There was a pause. "That's not why I called," she said. "I'm in a shelter now, hiding out from my ex, and definitely am not leaving to meet up with some strange guy. And I need this phone. to talk with my sister, to find a new job. Plus it intrigues me. There's something strange about it."

He figured he might as well listen - maybe he could still persuade her to give up the phone for sentimental reasons.

"These phones are supposed to be wiped when we get them," she said, "but once we charged this one back up yesterday we discovered that it wasn't. Contacts, calendar, who the owner was - your ex. And no-one here can figure out how to clear the phone anyway - it's newer than any they've seen. And all these extra features and games - it's like a big computer mashed up with a kid's toy. My son loves it. But - as I said - it's been doing some peculiar things." She explained how she'd had a weak moment and tried to phone her ex to apologize, but couldn't get the call to go through. Other calls went okay, just not to him. Finally it played back a recording of her 911 call about him, from the last time he'd beat her. The night she finally left. She had no idea how that recording got into the phone, as she'd made the call from a pay phone. There'd been other things too. It now contained new contacts for support groups, appointments for job fairs -things she was sure she had not added in. 

"I'll replace it," he said. "I'll buy a new one for you. I'll buy one for every woman in the shelter - just get me that phone. My wife died just a few months ago, and it's something for me to remember her by. I have to have it."

"Well, I have to have it too," said Shelley. "I'm getting to like it - I'm getting used to it's quirks. You'll have to find another one."

"Excuse me," said a voice. "It's Maria - I'm right here guys. Don't I have any choice in the matter?"

"Hey - get off the line," said Shelley.

"Sorry, but I'm in the line," said Maria. She managed to calm Shelley down enough to let her explain that she'd somehow become a part of the Artificial Intelligence in the phone, and had managed to stay alive even when the battery had died and it had been reset. "So all those little quirks - they are me. I've been trying to help you. Dave - her ex is a real piece of work.
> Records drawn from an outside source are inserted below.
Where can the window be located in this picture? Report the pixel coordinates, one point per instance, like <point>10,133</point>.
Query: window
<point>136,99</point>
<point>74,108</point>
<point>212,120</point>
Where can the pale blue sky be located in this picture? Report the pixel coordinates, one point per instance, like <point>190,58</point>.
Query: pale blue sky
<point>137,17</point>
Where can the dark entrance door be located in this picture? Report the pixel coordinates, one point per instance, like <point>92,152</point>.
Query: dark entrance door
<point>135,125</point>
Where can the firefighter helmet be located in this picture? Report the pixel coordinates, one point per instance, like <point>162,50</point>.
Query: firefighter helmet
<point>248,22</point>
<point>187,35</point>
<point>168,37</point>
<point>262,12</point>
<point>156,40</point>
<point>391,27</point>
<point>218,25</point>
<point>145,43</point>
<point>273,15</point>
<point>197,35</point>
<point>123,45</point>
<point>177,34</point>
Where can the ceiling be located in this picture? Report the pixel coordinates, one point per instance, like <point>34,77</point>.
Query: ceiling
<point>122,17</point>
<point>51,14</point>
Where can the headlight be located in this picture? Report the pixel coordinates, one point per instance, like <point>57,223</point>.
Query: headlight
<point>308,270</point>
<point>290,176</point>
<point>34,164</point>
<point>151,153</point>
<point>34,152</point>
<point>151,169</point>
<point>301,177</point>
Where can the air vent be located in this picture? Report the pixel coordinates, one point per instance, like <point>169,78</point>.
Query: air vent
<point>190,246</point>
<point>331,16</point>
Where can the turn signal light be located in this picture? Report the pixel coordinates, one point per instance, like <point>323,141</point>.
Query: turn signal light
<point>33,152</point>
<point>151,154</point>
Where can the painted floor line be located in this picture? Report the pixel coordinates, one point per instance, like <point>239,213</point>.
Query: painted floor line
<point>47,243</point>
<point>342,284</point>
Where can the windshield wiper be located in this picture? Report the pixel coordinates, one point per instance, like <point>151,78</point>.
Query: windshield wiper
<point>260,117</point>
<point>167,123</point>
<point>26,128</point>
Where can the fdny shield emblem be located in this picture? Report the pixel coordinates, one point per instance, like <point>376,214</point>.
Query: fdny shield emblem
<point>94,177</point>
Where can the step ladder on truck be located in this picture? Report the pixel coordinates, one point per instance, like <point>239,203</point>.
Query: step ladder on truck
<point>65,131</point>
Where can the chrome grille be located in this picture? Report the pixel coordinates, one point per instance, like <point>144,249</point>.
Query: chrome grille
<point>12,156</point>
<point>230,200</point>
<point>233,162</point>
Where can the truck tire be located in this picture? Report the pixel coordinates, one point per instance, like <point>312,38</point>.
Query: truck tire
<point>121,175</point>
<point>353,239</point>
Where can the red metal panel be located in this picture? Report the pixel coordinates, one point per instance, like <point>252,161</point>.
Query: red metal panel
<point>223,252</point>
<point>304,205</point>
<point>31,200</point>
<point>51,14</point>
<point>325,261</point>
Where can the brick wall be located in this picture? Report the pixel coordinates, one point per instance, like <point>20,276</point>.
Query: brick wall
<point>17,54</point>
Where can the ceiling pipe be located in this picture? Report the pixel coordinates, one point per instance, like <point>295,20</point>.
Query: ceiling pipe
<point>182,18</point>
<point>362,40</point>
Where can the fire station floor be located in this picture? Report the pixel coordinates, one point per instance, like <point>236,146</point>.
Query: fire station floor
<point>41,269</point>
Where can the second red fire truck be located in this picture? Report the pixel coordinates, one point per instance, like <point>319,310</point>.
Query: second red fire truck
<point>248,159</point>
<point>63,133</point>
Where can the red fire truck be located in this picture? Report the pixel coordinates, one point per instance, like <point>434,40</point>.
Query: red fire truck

I won't get into details, but we need to get her disconnected from him - permanently."

"That's up the the police," he said. "Can't she just get some kind of paper telling him to stay away?"

"Ha - like that would stop the jerk," said Shelly. "Frank would just beat me up, then wave the paper in the cop's face. He doesn't care."

"At any rate, I can't get involved," said Pedro. "I've got my own little piece of paper from the police, banning me from any contact with local shelters or their clients. I may have gone a little overboard trying to make the centre tell me where my phone was."

"My phone," said Shelley.

"My phone," said Maria. "Look, Pedro, you haven't lost me, I'm not going anywhere. But, for now I'm going to help Shelley get rid of that ex. We're going to help her. Not sure how, but we're in this together."